Once, while riding on a cyclo through the streets of Hue, I had the driver stop so I could trade seats with him. You would have thought he was the grand marshal of a parade as he sat in the passenger seat and waved to people along the road. His friends particularly enjoyed the bizarre sight of an American cyclo driver unsteadily negotiating the three-wheeled contraption through the busy city streets.
For all the fun of meeting the people of Vietnam, enjoying its pristine beaches, and admiring the lushness of the land, there is another more somber side to any journey there, especially for an American.
Tragic reminders of the war constantly emerge. There is the so-called American War Crimes Museum, a curious mingling of propaganda and fact in Saigon, the lone citadel in Hue where theVC and North Vietnamese slaughtered some 3,000 civilians, the hundreds of maimed individuals seen throughout the country, as well as other awful scars from the war too numerous to mention.
For an American, even one who was safe in the States during the war years, such continual reminders of the war can have a gloomy effect.
Khe Sanh is a perfect example of this. Looking at the dateless mountain landscape surrounding the old Khe Sanh air base and marveling at the tranquil beauty of this green plateau, it's hard to believe that the bloodiest siege of the war took place here in 1968.
Yet, once you look down from the dreamy shadows of the surrounding mountains, you see that the ground is strewn with shell casings and unexploded mortar rounds, doubtless dug up by the children of local tribal villagers scavenging for scrap metal.
With the knowledge that nearly 500 Americans and an estimated 11,000 North Vietnamese soldiers died at Khe Sanh during the 75-day siege, you cannot help but feel somewhat depressed. With the additional knowledge that for periods during the siege, 4,000 to 5,000 rounds a day were showered on the Marine base there, you thank God you were not in the battle.

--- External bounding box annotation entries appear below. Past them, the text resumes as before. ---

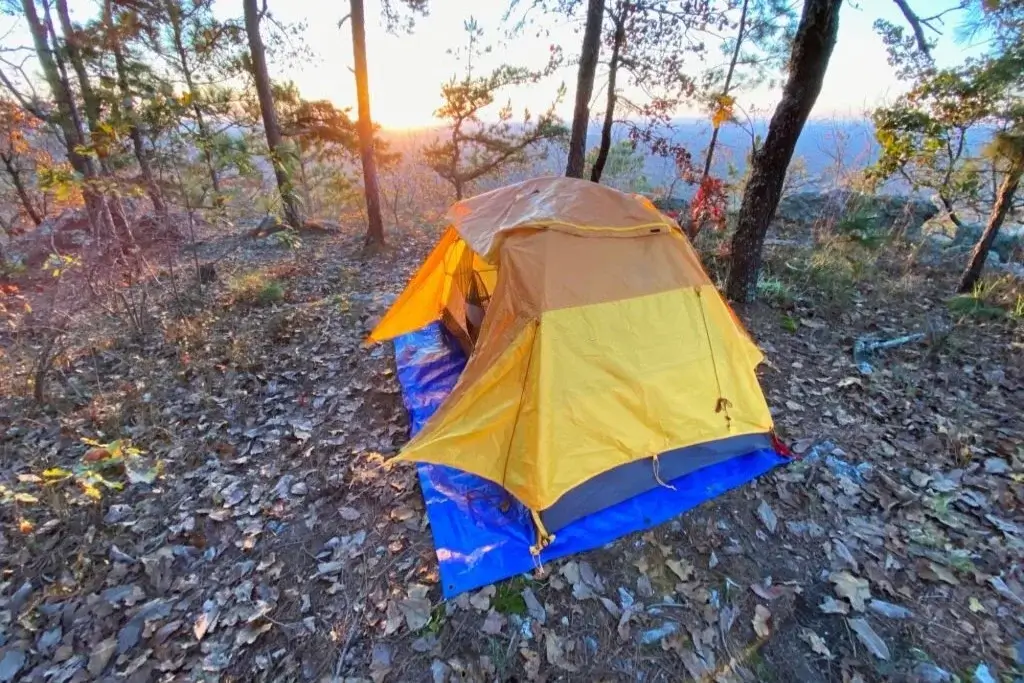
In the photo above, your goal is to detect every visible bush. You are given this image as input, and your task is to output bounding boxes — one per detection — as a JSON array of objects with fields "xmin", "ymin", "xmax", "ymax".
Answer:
[
  {"xmin": 946, "ymin": 275, "xmax": 1024, "ymax": 321},
  {"xmin": 227, "ymin": 272, "xmax": 285, "ymax": 306}
]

Several days later while I traveled through an area just north of the Ashau Valley near the Laotian border on roads that were once part of the Ho Chi Minh Trail, further evidence of the war elicited similar feelings. Seeing ghostly helicopter landing zones and mists coiling up through the silence of adjacent mountain jungles, I thought of 18- and 19-year-old American boys fighting and dying in this spooky, far-off place, and it made me sad for the tragedy and waste of the war.

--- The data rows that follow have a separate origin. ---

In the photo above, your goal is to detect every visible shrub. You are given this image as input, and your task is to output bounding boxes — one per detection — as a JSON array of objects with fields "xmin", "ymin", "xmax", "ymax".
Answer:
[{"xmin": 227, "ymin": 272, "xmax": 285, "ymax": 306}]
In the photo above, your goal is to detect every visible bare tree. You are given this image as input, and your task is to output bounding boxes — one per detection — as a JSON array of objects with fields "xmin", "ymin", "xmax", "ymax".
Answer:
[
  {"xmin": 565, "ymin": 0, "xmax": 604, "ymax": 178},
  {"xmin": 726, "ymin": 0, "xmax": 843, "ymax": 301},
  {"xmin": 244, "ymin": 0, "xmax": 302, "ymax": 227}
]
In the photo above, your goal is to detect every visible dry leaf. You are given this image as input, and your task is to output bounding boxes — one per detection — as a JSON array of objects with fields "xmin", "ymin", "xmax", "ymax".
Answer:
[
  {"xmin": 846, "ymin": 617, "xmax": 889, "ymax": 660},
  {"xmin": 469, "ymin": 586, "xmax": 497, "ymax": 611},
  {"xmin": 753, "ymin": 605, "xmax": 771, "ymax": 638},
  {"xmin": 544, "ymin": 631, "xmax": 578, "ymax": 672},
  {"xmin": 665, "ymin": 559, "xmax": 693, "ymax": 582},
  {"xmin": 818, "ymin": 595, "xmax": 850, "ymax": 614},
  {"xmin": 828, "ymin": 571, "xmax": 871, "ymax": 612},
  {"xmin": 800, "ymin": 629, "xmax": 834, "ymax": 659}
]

My Vietnamese interpreter and guide, Trinh, commented that I had grown very quiet. I explained that I was thinking of all of the loss that my country had suffered and was still dealing with because of its involvement in Vietnam.
I suppose because he had worked with U.S. MIA teams recovering the bodies of American soldiers in the vicinity, and had seen first-hand a side of America's loss, Trinh began to talk of the war and what it had done to his family. During the course of our conversation, this 30-year-old Vietnamese told me that his father and uncle had both fought in the war; his uncle for the South and his father for the North.
His uncle had been killed in the central highlands, and his father had lost a leg as the result of injuries suffered in a B-52 raid. With some hesitation, he then went on to say that to this day his father occasionally wakes up screaming and crying after dreaming that he was again in that same B-52 raid. Seeing the hurt in Trinh's eyes as he spoke of his father's pain, I thought of how very long it will take for both sides to completely recover from the war.
Vietnam is a country possessing a hundred shades of beguilingly green tropical beauty. Yet it is also a land that after 20 years is still filled with tragedy and haunting memories.
Perhaps, for Americans who served as well as those who did not, going to Vietnam may help to heal the wounds of that tragic war by providing the opportunity to make new memories.
*"Vietnam: After the Nightmare," by Scott Shelton - Sunday weekend section article published by The Virginian Pilot, July 2nd, 1995.